We show, for the first time, that cultures of human mesenchymal stromal cells express all of the components of the endocannabinoid system, suggesting a potential role for the cannabinoid CB2 receptor as a mediator of anti-inflammatory properties of human mesenchymal stromal cells, as well as of their survival pathways and their capability to home and migrate towards endocannabinoid sources.”
“Cannabidiol (CBD) is a non-psychoactive plant cannabinoid that inhibits cell proliferation and induces cell death of cancer cells and activated immune cells. It is not an agonist of the classical CB1/CB2 cannabinoid receptors and the mechanism by which it functions is unknown.
…using microscale thermophoresis, we showed a direct interaction between purified fluorescently labeled VDAC1 and CBD.
Thus, VDAC1 seems to serve as a novel mitochondrial target for CBD.
The inhibition of VDAC1 by CBD may be responsible for the immunosuppressive and anticancer effects of CBD.”
Components of the endocannabinoid system-cannabinoid (CB) receptor types 1 and 2, anandamide, and fatty acid amide hydrolase (FAAH), which degrades anandamide and related fatty-acid amides-have been located to lower urinary tract tissues of mice, rats, monkeys, and humans.
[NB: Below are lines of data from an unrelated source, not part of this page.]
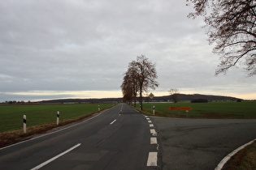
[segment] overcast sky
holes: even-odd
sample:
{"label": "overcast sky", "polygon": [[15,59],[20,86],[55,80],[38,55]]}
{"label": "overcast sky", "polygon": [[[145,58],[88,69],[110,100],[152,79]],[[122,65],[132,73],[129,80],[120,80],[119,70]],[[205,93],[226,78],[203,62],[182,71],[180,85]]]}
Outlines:
{"label": "overcast sky", "polygon": [[156,63],[154,96],[256,99],[242,66],[215,76],[219,56],[191,11],[185,0],[2,0],[0,102],[122,97],[128,62],[141,54]]}

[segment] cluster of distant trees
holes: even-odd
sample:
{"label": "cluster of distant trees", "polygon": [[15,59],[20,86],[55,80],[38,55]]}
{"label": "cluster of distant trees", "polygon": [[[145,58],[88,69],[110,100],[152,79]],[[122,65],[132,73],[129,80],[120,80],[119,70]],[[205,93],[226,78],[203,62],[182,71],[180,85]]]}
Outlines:
{"label": "cluster of distant trees", "polygon": [[132,61],[128,64],[128,70],[124,74],[124,81],[121,85],[124,96],[124,102],[134,100],[136,106],[136,98],[140,95],[141,109],[142,107],[142,93],[147,92],[148,88],[155,89],[158,87],[155,79],[158,78],[155,64],[153,64],[149,58],[144,55],[137,57],[137,61]]}

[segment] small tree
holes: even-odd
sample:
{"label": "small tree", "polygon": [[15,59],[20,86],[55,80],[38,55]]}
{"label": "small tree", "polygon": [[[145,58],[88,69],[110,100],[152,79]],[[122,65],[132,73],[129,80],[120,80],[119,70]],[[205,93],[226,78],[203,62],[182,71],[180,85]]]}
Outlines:
{"label": "small tree", "polygon": [[173,100],[174,103],[177,103],[180,100],[180,91],[178,89],[171,89],[169,91],[170,96]]}

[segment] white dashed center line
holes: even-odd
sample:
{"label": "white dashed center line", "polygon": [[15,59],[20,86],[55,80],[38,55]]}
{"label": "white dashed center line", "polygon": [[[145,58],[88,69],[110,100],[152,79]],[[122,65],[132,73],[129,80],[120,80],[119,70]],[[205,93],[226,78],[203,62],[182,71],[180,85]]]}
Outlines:
{"label": "white dashed center line", "polygon": [[146,165],[148,167],[158,166],[158,152],[149,153],[148,162]]}

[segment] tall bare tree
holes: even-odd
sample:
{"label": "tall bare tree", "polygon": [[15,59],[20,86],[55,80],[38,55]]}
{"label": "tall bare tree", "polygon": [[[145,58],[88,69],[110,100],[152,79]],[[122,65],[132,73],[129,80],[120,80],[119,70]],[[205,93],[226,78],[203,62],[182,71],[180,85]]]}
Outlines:
{"label": "tall bare tree", "polygon": [[137,67],[135,61],[128,65],[128,69],[124,77],[121,85],[123,96],[125,100],[134,99],[134,107],[136,107],[136,97],[138,92],[139,84],[137,80]]}
{"label": "tall bare tree", "polygon": [[140,104],[142,110],[142,93],[143,91],[147,92],[149,87],[155,89],[155,87],[158,87],[158,83],[155,80],[158,75],[155,64],[153,64],[144,55],[137,57],[136,66],[137,67],[137,77],[139,83]]}
{"label": "tall bare tree", "polygon": [[256,1],[186,1],[188,5],[193,4],[195,10],[189,17],[204,17],[209,42],[215,45],[213,52],[220,55],[215,74],[226,73],[240,63],[245,66],[249,75],[255,75]]}
{"label": "tall bare tree", "polygon": [[180,91],[178,89],[171,88],[169,92],[170,96],[173,100],[174,103],[177,103],[180,100]]}

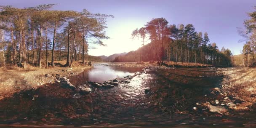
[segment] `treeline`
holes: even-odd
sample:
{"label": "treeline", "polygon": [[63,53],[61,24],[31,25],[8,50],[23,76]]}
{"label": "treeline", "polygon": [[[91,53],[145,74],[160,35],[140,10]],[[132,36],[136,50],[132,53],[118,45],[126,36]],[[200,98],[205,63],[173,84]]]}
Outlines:
{"label": "treeline", "polygon": [[95,48],[89,43],[104,45],[106,19],[112,16],[50,10],[54,5],[0,6],[0,64],[26,68],[29,62],[41,68],[44,59],[47,67],[48,61],[53,67],[55,60],[65,59],[71,67],[73,61],[85,63],[88,49]]}
{"label": "treeline", "polygon": [[[256,7],[254,8],[256,9]],[[256,11],[248,15],[251,19],[244,22],[246,32],[239,32],[246,40],[243,49],[243,64],[247,67],[256,66]]]}
{"label": "treeline", "polygon": [[[164,18],[153,19],[144,27],[136,29],[132,37],[142,39],[142,47],[135,51],[117,57],[116,62],[156,61],[163,63],[171,61],[176,63],[191,63],[229,67],[232,65],[230,50],[219,50],[215,43],[209,43],[207,32],[195,31],[192,24],[168,25]],[[148,36],[151,42],[144,45]]]}

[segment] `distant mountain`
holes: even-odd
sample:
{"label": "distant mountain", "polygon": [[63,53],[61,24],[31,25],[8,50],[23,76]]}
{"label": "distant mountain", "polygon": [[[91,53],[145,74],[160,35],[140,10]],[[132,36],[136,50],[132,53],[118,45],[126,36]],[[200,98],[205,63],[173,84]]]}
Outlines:
{"label": "distant mountain", "polygon": [[116,57],[119,56],[125,55],[127,53],[124,52],[124,53],[121,53],[114,54],[111,55],[109,56],[98,56],[98,57],[100,57],[103,60],[104,60],[105,61],[113,61],[116,58]]}
{"label": "distant mountain", "polygon": [[107,56],[98,56],[98,57],[100,57],[102,59],[105,60],[106,58],[107,58]]}

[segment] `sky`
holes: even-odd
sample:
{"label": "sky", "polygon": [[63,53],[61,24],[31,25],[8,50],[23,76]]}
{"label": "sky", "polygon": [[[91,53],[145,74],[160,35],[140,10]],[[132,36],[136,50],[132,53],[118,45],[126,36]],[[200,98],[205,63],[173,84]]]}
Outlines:
{"label": "sky", "polygon": [[[163,17],[169,24],[193,24],[197,32],[207,32],[210,43],[219,49],[228,48],[234,55],[241,53],[244,43],[237,28],[244,28],[249,19],[247,13],[254,11],[255,0],[0,0],[0,5],[15,7],[34,7],[45,4],[59,4],[54,10],[85,8],[92,13],[111,14],[107,19],[106,33],[110,38],[104,40],[106,46],[89,49],[89,55],[99,56],[128,52],[141,47],[141,40],[131,39],[131,32],[144,27],[153,18]],[[150,42],[147,40],[146,43]]]}

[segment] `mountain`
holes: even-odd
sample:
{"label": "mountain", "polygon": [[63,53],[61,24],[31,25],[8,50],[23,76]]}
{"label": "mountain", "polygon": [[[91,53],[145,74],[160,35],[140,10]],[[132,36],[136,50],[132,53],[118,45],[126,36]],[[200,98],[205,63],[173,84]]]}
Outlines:
{"label": "mountain", "polygon": [[100,57],[103,60],[104,60],[105,61],[113,61],[116,58],[116,57],[117,57],[117,56],[120,56],[125,55],[127,53],[124,52],[124,53],[121,53],[114,54],[111,55],[109,56],[98,56],[98,57]]}
{"label": "mountain", "polygon": [[106,58],[107,58],[107,56],[98,56],[98,57],[100,57],[102,59],[105,60]]}

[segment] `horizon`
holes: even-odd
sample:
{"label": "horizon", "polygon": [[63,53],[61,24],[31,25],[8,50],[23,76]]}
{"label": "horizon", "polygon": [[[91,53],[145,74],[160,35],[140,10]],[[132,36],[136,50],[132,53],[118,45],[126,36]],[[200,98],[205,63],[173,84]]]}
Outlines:
{"label": "horizon", "polygon": [[[248,19],[246,13],[253,11],[253,7],[256,5],[253,0],[243,2],[230,0],[196,0],[185,3],[184,0],[162,0],[161,2],[154,0],[75,1],[77,2],[59,0],[54,2],[11,0],[3,1],[1,5],[23,8],[45,4],[59,4],[53,9],[80,11],[85,8],[92,13],[113,15],[114,18],[107,19],[108,28],[105,30],[106,33],[110,38],[103,40],[107,46],[90,45],[97,49],[89,49],[88,51],[90,55],[107,56],[115,53],[128,53],[140,48],[141,41],[131,39],[132,30],[144,27],[153,18],[160,17],[165,18],[169,22],[169,25],[192,24],[196,31],[207,32],[210,38],[209,43],[216,43],[219,49],[224,47],[230,49],[234,55],[240,54],[245,42],[238,43],[242,37],[237,33],[237,28],[244,28],[243,21]],[[112,4],[113,3],[115,4]],[[52,40],[52,38],[49,37]],[[148,40],[145,44],[149,42]]]}

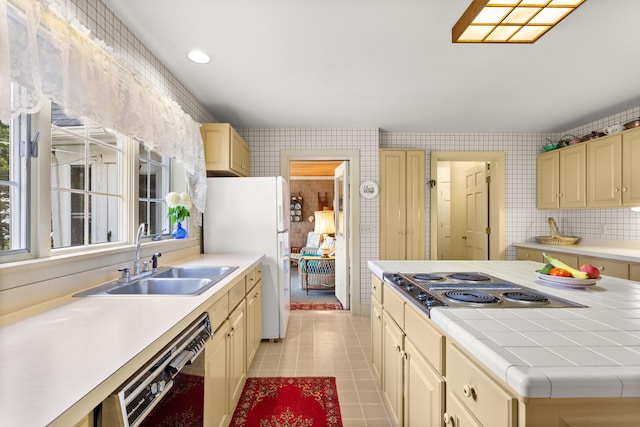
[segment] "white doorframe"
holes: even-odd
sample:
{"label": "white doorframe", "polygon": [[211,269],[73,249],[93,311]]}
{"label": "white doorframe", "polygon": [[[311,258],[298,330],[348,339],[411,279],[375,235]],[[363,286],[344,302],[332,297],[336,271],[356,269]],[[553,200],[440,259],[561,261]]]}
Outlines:
{"label": "white doorframe", "polygon": [[282,150],[280,152],[280,175],[289,181],[289,162],[292,160],[347,160],[349,161],[349,192],[351,202],[351,236],[349,260],[351,263],[351,313],[365,314],[360,301],[360,152],[357,150]]}
{"label": "white doorframe", "polygon": [[[437,180],[438,162],[487,162],[491,164],[489,259],[506,259],[506,154],[496,151],[431,152],[431,179]],[[437,184],[436,184],[437,189]],[[438,192],[431,189],[431,251],[430,258],[438,255]]]}

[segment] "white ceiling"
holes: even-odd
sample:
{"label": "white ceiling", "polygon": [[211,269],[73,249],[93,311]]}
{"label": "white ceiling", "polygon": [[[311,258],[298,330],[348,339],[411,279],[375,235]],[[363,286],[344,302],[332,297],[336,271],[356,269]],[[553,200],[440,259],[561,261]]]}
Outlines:
{"label": "white ceiling", "polygon": [[235,127],[560,132],[640,105],[639,0],[587,0],[530,45],[452,44],[471,0],[104,2]]}

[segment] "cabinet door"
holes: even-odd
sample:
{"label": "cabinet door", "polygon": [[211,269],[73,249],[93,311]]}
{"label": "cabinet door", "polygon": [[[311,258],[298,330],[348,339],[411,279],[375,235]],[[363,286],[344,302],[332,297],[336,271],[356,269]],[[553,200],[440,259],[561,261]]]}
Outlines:
{"label": "cabinet door", "polygon": [[383,312],[382,339],[382,395],[389,411],[389,418],[395,426],[402,425],[402,361],[404,333],[393,318]]}
{"label": "cabinet door", "polygon": [[640,206],[640,129],[622,135],[622,203]]}
{"label": "cabinet door", "polygon": [[233,410],[229,405],[228,375],[229,321],[225,321],[213,334],[204,350],[204,425],[223,427],[228,425]]}
{"label": "cabinet door", "polygon": [[236,403],[240,399],[240,393],[244,387],[247,376],[246,369],[246,306],[242,301],[229,315],[229,390],[231,399],[229,411],[233,412]]}
{"label": "cabinet door", "polygon": [[622,136],[612,135],[587,145],[587,206],[622,204]]}
{"label": "cabinet door", "polygon": [[406,259],[406,154],[380,152],[380,259]]}
{"label": "cabinet door", "polygon": [[538,209],[557,209],[560,206],[560,156],[557,151],[538,156],[537,178]]}
{"label": "cabinet door", "polygon": [[371,299],[371,367],[378,387],[382,386],[382,306]]}
{"label": "cabinet door", "polygon": [[444,412],[445,381],[408,337],[404,341],[404,349],[404,425],[439,427]]}
{"label": "cabinet door", "polygon": [[586,154],[584,144],[560,150],[560,207],[584,208],[587,205]]}
{"label": "cabinet door", "polygon": [[406,257],[403,259],[425,259],[425,179],[424,151],[407,151],[406,170]]}
{"label": "cabinet door", "polygon": [[447,396],[447,412],[444,413],[444,425],[446,427],[483,427],[460,403],[460,400],[451,393]]}

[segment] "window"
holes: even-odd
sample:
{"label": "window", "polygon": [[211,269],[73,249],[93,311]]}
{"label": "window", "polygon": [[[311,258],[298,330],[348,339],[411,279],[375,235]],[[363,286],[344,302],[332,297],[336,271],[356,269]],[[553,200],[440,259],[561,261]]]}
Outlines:
{"label": "window", "polygon": [[30,121],[21,114],[8,125],[0,123],[1,255],[26,253],[29,248]]}
{"label": "window", "polygon": [[124,138],[55,103],[51,122],[51,247],[122,241]]}
{"label": "window", "polygon": [[167,205],[170,159],[139,144],[138,155],[138,219],[148,224],[147,234],[168,233]]}

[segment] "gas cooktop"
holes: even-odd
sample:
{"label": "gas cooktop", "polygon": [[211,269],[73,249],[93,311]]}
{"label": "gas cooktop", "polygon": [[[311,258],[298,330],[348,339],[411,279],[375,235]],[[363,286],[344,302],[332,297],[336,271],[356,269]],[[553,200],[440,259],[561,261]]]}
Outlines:
{"label": "gas cooktop", "polygon": [[479,272],[384,273],[383,278],[427,314],[434,307],[585,307]]}

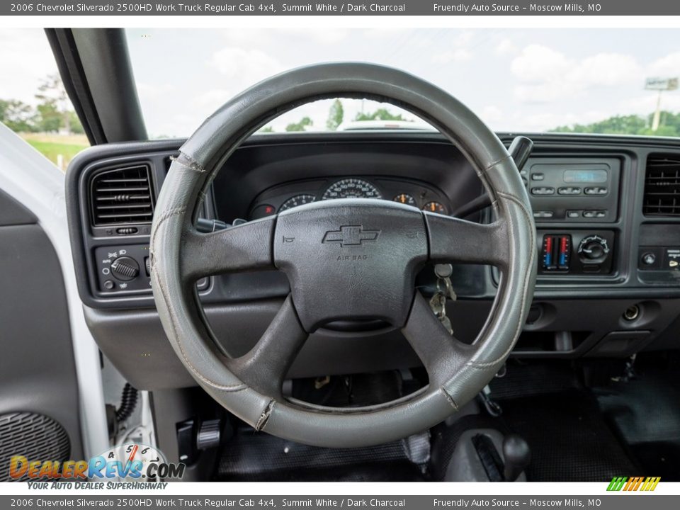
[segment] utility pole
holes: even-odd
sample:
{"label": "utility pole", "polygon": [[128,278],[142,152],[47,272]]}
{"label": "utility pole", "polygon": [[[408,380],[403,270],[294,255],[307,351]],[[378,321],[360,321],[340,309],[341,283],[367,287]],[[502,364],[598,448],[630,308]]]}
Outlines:
{"label": "utility pole", "polygon": [[645,82],[645,90],[654,90],[659,91],[657,96],[657,109],[654,110],[654,117],[652,118],[652,130],[656,131],[659,129],[659,124],[661,121],[661,95],[664,91],[674,91],[678,88],[677,78],[647,78]]}

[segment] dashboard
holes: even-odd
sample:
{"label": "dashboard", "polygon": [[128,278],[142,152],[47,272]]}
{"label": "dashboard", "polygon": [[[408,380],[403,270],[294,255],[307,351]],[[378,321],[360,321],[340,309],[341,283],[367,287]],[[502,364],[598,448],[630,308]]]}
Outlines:
{"label": "dashboard", "polygon": [[418,209],[448,214],[450,205],[440,190],[413,179],[376,176],[310,179],[266,190],[256,199],[249,219],[256,220],[317,200],[334,198],[391,200]]}
{"label": "dashboard", "polygon": [[[514,136],[499,135],[506,145]],[[538,277],[513,356],[624,357],[680,348],[680,142],[528,136],[534,149],[521,176],[536,225]],[[148,272],[154,205],[183,142],[93,147],[73,161],[67,177],[86,319],[100,348],[143,389],[194,384],[165,339]],[[342,197],[455,215],[484,193],[465,156],[436,133],[261,135],[225,162],[199,221],[228,226]],[[487,222],[492,210],[465,218]],[[454,267],[458,299],[447,311],[457,337],[474,341],[502,280],[490,266]],[[419,290],[429,295],[436,284],[434,268],[424,267]],[[288,292],[278,271],[214,275],[197,288],[215,341],[230,355],[252,346]],[[399,331],[380,322],[335,324],[310,336],[290,375],[418,363]]]}

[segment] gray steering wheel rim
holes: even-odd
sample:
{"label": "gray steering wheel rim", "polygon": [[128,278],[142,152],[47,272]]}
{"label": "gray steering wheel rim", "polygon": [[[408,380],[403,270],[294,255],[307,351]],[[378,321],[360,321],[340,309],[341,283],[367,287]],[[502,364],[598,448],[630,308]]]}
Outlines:
{"label": "gray steering wheel rim", "polygon": [[[499,242],[507,243],[507,263],[492,313],[473,345],[459,352],[461,358],[444,361],[443,370],[450,368],[450,373],[436,384],[431,380],[416,394],[358,410],[305,405],[264,395],[244,383],[227,368],[229,360],[211,341],[196,306],[194,287],[179,271],[198,205],[240,142],[288,110],[338,96],[392,103],[438,128],[475,166],[502,226],[497,234]],[[474,397],[509,355],[526,320],[536,280],[536,230],[530,210],[526,189],[505,147],[444,91],[378,65],[338,63],[300,68],[234,97],[182,146],[156,205],[150,246],[154,297],[173,348],[190,374],[220,404],[256,429],[319,446],[385,443],[446,419]],[[244,249],[244,257],[251,256]],[[414,309],[421,308],[424,302],[416,295]],[[438,338],[440,334],[434,329],[428,332]],[[421,358],[427,356],[418,353]]]}

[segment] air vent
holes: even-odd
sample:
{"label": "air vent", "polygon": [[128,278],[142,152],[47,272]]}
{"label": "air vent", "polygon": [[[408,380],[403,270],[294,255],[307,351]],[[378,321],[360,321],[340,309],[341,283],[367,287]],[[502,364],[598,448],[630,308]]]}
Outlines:
{"label": "air vent", "polygon": [[154,215],[150,171],[147,165],[100,172],[90,183],[96,227],[150,223]]}
{"label": "air vent", "polygon": [[680,156],[647,158],[642,211],[647,216],[680,216]]}

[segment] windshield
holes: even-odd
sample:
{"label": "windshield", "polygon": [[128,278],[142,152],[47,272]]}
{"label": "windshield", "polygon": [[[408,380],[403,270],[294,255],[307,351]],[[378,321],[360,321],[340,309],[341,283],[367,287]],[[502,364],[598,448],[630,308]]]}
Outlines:
{"label": "windshield", "polygon": [[[129,29],[127,34],[152,137],[191,135],[227,99],[267,76],[340,60],[383,64],[421,76],[498,131],[680,136],[680,94],[673,79],[680,75],[676,30]],[[329,100],[299,107],[263,130],[422,128],[416,120],[390,105]]]}

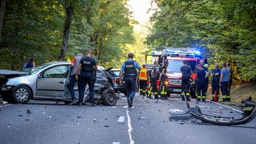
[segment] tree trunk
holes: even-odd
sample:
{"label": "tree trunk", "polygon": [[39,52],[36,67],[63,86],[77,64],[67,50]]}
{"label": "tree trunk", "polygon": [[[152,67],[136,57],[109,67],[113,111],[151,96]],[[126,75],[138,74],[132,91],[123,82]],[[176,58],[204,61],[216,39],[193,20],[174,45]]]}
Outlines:
{"label": "tree trunk", "polygon": [[4,21],[4,10],[5,9],[5,0],[0,0],[0,44],[1,43],[2,29]]}
{"label": "tree trunk", "polygon": [[66,21],[64,27],[63,38],[62,41],[62,46],[60,50],[60,56],[59,56],[59,61],[63,61],[65,58],[66,52],[68,48],[68,37],[70,29],[71,21],[74,14],[74,9],[71,5],[71,3],[67,1],[66,6]]}
{"label": "tree trunk", "polygon": [[99,53],[98,55],[98,61],[100,61],[100,56],[101,56],[101,53],[102,52],[102,42],[103,42],[103,38],[102,37],[101,39],[100,39],[100,47],[99,47]]}

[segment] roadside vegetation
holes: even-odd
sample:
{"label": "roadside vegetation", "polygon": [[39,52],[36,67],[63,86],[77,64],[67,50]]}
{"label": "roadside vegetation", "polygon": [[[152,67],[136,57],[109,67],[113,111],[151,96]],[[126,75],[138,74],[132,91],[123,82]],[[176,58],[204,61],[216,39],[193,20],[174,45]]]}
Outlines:
{"label": "roadside vegetation", "polygon": [[236,83],[256,79],[256,1],[152,0],[148,46],[191,47],[215,62],[230,63]]}
{"label": "roadside vegetation", "polygon": [[21,69],[29,57],[37,65],[67,61],[89,47],[99,65],[119,67],[135,42],[126,2],[1,1],[0,69]]}

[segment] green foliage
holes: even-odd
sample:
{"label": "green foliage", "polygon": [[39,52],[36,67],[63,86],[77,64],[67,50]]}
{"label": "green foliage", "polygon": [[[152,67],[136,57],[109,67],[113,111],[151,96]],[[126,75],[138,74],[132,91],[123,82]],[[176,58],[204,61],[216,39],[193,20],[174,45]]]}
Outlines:
{"label": "green foliage", "polygon": [[237,80],[256,79],[255,1],[154,1],[151,47],[200,47],[212,64],[230,63]]}
{"label": "green foliage", "polygon": [[68,4],[74,14],[67,59],[92,47],[99,65],[119,67],[123,49],[134,41],[126,0],[14,0],[6,1],[0,68],[21,69],[28,57],[36,65],[57,60]]}

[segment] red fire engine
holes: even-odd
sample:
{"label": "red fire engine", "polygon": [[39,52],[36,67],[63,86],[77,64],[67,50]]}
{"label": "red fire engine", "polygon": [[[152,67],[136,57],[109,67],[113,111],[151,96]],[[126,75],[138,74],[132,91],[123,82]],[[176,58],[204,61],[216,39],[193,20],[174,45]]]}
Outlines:
{"label": "red fire engine", "polygon": [[[158,47],[151,54],[146,54],[146,68],[150,71],[153,67],[154,62],[156,61],[158,62],[157,69],[159,70],[159,68],[163,66],[164,61],[167,60],[169,63],[166,72],[168,76],[168,81],[166,82],[167,95],[170,95],[171,93],[180,94],[182,76],[180,67],[183,66],[183,60],[187,60],[187,65],[191,67],[193,71],[193,74],[191,76],[194,82],[191,83],[190,86],[190,96],[193,98],[196,98],[196,74],[195,71],[196,66],[199,63],[201,58],[200,52],[195,48]],[[207,60],[205,59],[205,61],[206,63]],[[160,76],[161,74],[158,74],[158,79]],[[147,90],[149,87],[150,84],[147,87]]]}

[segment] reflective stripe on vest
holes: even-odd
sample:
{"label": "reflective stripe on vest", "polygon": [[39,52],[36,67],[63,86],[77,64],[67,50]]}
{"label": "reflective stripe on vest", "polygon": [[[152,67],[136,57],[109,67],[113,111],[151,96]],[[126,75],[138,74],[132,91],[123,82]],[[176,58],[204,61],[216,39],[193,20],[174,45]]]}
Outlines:
{"label": "reflective stripe on vest", "polygon": [[140,71],[139,79],[147,80],[148,79],[148,69],[146,68],[143,68]]}

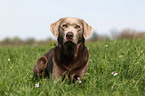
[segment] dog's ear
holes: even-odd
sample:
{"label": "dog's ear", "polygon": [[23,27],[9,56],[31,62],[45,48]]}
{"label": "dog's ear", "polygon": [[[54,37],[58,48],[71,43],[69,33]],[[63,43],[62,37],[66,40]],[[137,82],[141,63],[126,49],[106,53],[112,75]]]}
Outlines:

Studies have located CB receptors in urothelium and sensory nerves and FAAH in the urothelium. CB receptor- and FAAH-related activities have also been reported in the lumbosacral spinal cord. Data on supraspinal CB functions in relation to micturition are lacking. Cannabinoids are reported to reduce sensory activity of isolated tissues, cause antihyperalgesia in animal studies of bladder inflammation, affect urodynamics parameters reflecting sensory functions in animals models, and appear to have effects on storage symptoms in humans. FAAH inhibitors have affected sensory bladder functions and reduced bladder overactivity in rat models. Cannabinoids may modify nerve-mediated functions of isolated lower urinary tract tissues.
Evidence suggests components of the endocannabinoid system are involved in regulation of bladder function, possibly at several levels of the micturition pathway. It is unclear if either CB receptor has a dominant role in modification of sensory signals or if differences exist at peripheral and central nervous sites. Amplification of endocannabinoid activity by FAAH inhibitors may be an attractive drug target in specific pathways involved in LUTS.”